After reading the chapter “Understand Your Roles” in Adaptive Leadership, I felt very connected to the section discussing that a role is “not the same as yourself. It is what you’re doing at a particular moment in time, hopefully with the purpose of making things better for your family, organization, or community.” Last year I accepted a position in my sorority on the Executive Committee, working to improve membership education and retention. I would have never known before completing this position how important it is do distinguish between your role and yourself, as mentioned in the book.
Throughout my term as an Executive Committee member, I continued to feel discouraged. My constant focus on the organization was helping with the goals that I had wanted to address, but my sorority sisters began making me feel like I wasn’t doing my job correctly. They disliked that I had obligations that they needed to follow in order for the organization to change and in order for it to grow. I was frustrated and confused as why my friends wouldn’t trust my changes and support me – instead they just attacked me with everything I was doing wrong. They made me feel like I wasn’t a hard worker and that I wasn’t a good leader.
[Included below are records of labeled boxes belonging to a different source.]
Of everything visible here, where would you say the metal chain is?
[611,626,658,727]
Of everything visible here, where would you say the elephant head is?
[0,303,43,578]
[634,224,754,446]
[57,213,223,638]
After finishing the position and learning more about the impact of roles, I realize that my role in the sorority did so many great things for the organization. I changed things and made them better, even with the reluctance from my friends. This chapter stated, “ Though an attack may feel personal, it is not a statement about your character or your worth as a human being.” I thought this sentence really sums up what I had to realize during my term on the sorority’s executive committee. After I ended my term, my friends were no longer emailing me suggestions or telling me where the sorority should be – they started sending those things to the new executive committee. They never attacked me because they didn’t like me, they attacked me because they wanted a say and they thought that saying things to me could manipulate me into implementing changes they wanted – that may have not been good for the organization. Overall, I am so grateful for my experience with different leadership roles, as it has taught me that I need to keep the big picture in mind and do my role to the best of my ability, regardless of what my peers say.